Space is the Next Frontier for Museum of the US Air Force


The most recently added building at the Museum of the US Air Force features presidential transports going back to the time of Franklin Roosevelt, and this collection of pioneering types such as the U-2, F-106, B-1, B-2 and SR-71. The collection can be viewed from a balcony,?? allowing teachers to compare and contrast key concepts in aircraft design. Staff photo by John A. Tirpak.

Now several years beyond its last major expansion, the Museum of the US Air Force at Wright-Patterson AFB, Ohio, is looking to overhaul some of its exhibits to add new emphasis on space, women, and the enlisted force, according to its new director, David Tillotson.

“You look around here, you don’t see very much about GPS [Global Positioning System],” Tillotson told Air Force Magazine during a June visit. “That’s a vital utility that’s free to everybody on the planet, and the Air Force provides that. It’s central to people’s lives now,” he added, noting that everything from driving directions to bank and internet timing depends on the Air Force-maintained constellation.

“We are developing ways to tell that story, that will connect people to space, because most don’t realize” how much they depend on satellites, particularly Air Force navigation and weather spacecraft, he said. The museum’s space hall consists largely of ICBMs and early rockets, but it has only a few satellite displays, and those are almost all focused on purely military applications, Tillotson noted.

A complaint he’s gotten as he talked to people about the facility is that “we are perceived as an officer’s museum.” It’s not true, of course; in addition to being fundamental parts of crew displays for, say, the Doolittle Raiders or the B-17 Memphis Belle, the museum’s enlisted focus is seen in more than a dozen displays featuring historic uniforms and the roles played by the enlisted force. Still, the perception was noted often enough that Tillotson is taking action.

An extensive display of WWII flight jackets will be scaled back to provide a more direct encounter with enlisted-member themes, he said, and there may be changes to other enlisted displays to put them even closer to the center of the museum’s presentations. One large display of enlisted roles, for example, is often missed because it’s behind visitors as they enter the display area. “Uniforms are not as glamorous as airplanes,” he noted, and being overshadowed by the hardware may be part of the perception problem.

Another new focus will be the role of women in the Air Force, and particularly their growing presence in the pilot force. Tillotson said he recently met with Brig. Gen. Jeannie Leavitt, USAF’s first female fighter pilot and commander of USAF’s recruiting service, to discuss ways to highlight women’s involvement in the modern Air Force. A Leavitt uniform may be displayed next to an F-15E when the Museum acquires a Strike Eagle for its collection, as Leavitt flew that aircraft in combat.

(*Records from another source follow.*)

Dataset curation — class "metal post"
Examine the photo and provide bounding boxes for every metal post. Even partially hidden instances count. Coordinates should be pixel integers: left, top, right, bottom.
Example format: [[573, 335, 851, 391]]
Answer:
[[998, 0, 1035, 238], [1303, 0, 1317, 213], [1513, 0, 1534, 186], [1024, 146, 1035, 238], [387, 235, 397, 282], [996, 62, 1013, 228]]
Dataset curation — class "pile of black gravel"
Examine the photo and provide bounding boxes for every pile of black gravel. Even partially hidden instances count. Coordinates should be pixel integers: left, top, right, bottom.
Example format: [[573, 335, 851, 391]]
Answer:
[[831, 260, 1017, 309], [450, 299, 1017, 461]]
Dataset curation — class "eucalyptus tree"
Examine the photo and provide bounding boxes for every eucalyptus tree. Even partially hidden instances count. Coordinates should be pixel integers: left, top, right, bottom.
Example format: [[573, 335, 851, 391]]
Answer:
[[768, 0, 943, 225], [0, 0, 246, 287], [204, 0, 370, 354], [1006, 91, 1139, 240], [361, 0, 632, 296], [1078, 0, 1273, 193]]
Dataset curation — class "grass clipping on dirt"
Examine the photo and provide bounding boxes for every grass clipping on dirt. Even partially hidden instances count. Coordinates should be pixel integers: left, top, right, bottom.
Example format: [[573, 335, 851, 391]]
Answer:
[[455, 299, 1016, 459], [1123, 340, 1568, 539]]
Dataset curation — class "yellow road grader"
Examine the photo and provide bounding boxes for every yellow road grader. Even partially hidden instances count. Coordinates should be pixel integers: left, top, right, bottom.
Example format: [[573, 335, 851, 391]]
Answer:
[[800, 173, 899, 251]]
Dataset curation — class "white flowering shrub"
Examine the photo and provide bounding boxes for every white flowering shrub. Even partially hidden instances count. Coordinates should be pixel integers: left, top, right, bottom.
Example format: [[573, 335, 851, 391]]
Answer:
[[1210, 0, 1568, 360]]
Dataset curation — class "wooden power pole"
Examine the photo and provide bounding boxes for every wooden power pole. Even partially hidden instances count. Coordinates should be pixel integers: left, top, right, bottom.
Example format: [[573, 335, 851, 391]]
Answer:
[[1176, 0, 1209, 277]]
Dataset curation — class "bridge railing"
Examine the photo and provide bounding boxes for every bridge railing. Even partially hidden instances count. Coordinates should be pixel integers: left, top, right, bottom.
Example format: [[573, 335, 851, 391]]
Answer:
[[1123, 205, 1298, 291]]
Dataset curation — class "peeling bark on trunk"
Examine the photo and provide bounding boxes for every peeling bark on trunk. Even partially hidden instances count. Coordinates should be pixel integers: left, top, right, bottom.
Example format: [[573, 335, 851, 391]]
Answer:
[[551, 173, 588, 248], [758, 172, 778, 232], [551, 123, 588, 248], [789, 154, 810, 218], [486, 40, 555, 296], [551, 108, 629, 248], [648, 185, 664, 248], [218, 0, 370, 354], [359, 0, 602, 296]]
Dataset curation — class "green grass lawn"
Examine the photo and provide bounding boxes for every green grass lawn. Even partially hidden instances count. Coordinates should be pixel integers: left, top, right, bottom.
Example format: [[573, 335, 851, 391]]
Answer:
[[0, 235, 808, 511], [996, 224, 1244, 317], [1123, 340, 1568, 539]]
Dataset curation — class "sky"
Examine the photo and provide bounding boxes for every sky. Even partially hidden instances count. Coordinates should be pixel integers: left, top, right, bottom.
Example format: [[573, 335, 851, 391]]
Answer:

“We have a good reputation as a technology museum; now we want to tell more people stories,” Tillotson asserted.

The last museum expansion was in 2016, and a huge new hangar was added that allowed many aircraft parked outside to come inside. A centerpiece of the new building is a C-135 Air Force One that was used by Presidents Kennedy, Johnson, and Nixon. Almost all other presidential transports back to Franklin Roosevelt are also grouped together in the new building.

The newest hangar also has a large balcony for viewing the aircraft in it. “This vantage point gives you a good place to have a STEM [science, technology, engineering, and mathematics] discussion with students,” said Douglas Lantry, curator and historian in the museum’s research division. “From here, you can see and talk about the area rule,” which governs supersonic aircraft design, “on an F-106. You can see than a U-2 is pretty much an F-104 with really long wings. You can talk about the flying wing, as you can see the B-2 over there. It’s all in one view.”

The Museum is also looking to make other acquisitions to address holes in its collection. It wants to acquire a KC-135R, for example, to represent more than 50 years of aerial refueling with the Stratotanker, but USAF still needs all the aircraft it has.

Tillotson said he is building plans for the fiscal 2021 budget that will try to rationalize the museum’s footprint at Wright-Patt. Some of the museum’s restoration facilities are located far away on base, and it may make sense, as the base expands and reorganizes, to move some of those facilities and functions to be adjacent to the existing museum grounds, which can be accessed without entering the base. The museum must use a tow path for moving aircraft across base grounds, and that may be eliminated by giving up some facilities and being granted others.

A seemingly unused huge lawn for the museum actually serves an important purpose, he noted, as it becomes a runway for light aircraft and historic WWI warbirds when the museum hosts fly-ins.

“By September, through AFMC [Air Force Materiel Command, which owns the base], we’ll have a path forward” that will be part of the next budget, Tillotson said.